The (robot) elephant in the room with the auto titans

You snooze, you lose. Thus, Ed Kilgore of New York magazine was first to the plate in writing something I had been thinking: Donald Trump’s “economic strategy is looking more and more like a right-wing governor’s.” And hasn’t that worked out dandy for such basket cases as Kansas and Arizona.

Still, Trump has potential control over much of the powerful federal government. He might succeed in his promise to cut regulations by 75 percent or “maybe more.” He’s already shown he can bully corporate titans, especially with the threat of losing federal contracts or facing tariffs on imported goods. This is much more than handing out tax incentives for a few data center jobs. (How Americans will like living in a more polluted, less safe country and paying more at the cash register while getting Carl’s Jr. wages remains to be seen).

Which brings us to today’s bullying session at the White House with CEOs of the Big Three. According to Reuters, Trump said, “We have a very big push on to have auto plants and other plants — many other plants…It’s happening.” And the auto executives dutifully did their bit. Mary Berra, CEO of General Motors, talked about the “huge opportunity” to work with Trump’s Washington to “improve the environment, improve safety and improve the jobs creation.” (It sounds like the coded language of a prisoner of war, forced to read a confession).

Yet there’s no sense that Trump, proponent of “alternative facts,” aka lies, is even aware of the biggest threat to job creation in manufacturing (and elsewhere): automation. He can take us to Somalia-levels of environmental, health, safety and tax “burdens” on business and it won’t change this reality.

This is underscored by a new working paper from Daron Acemoglu of MIT and Pascual Restrepo of Boston University, examining whether aging populations and retiring boomers are or will slow economic growth. Their cautious conclusion is that robots can keep growth going fine. And that’s great if you’re Japan. If you’re an America hoping to jump in a time machine back to 1956, not so fine. It’s one more piece of evidence why the old labor-intensive manufacturing economy is not coming back…

…Unless Trump and the GOP Congress want to outlaw, or impose taxes on, automation. But that would get in the way of profits flowing to the wealthy. Based on history, that’s not a hard choice for the Republicans.

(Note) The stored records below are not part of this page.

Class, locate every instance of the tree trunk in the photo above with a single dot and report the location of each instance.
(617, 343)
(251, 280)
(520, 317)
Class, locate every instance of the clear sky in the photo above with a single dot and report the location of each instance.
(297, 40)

Was automation even discussed today? I doubt it. This was a photo-op for Gov. Trump, and a chance for the auto titans to look good and protect their interests (killing emissions standards, for example). Whatever hyped “jobs announcement” shows up in the coming weeks, pay attention to the aggregate numbers and wages over time — and the sweetheart deals for the 1 percent while most Americans fall behind.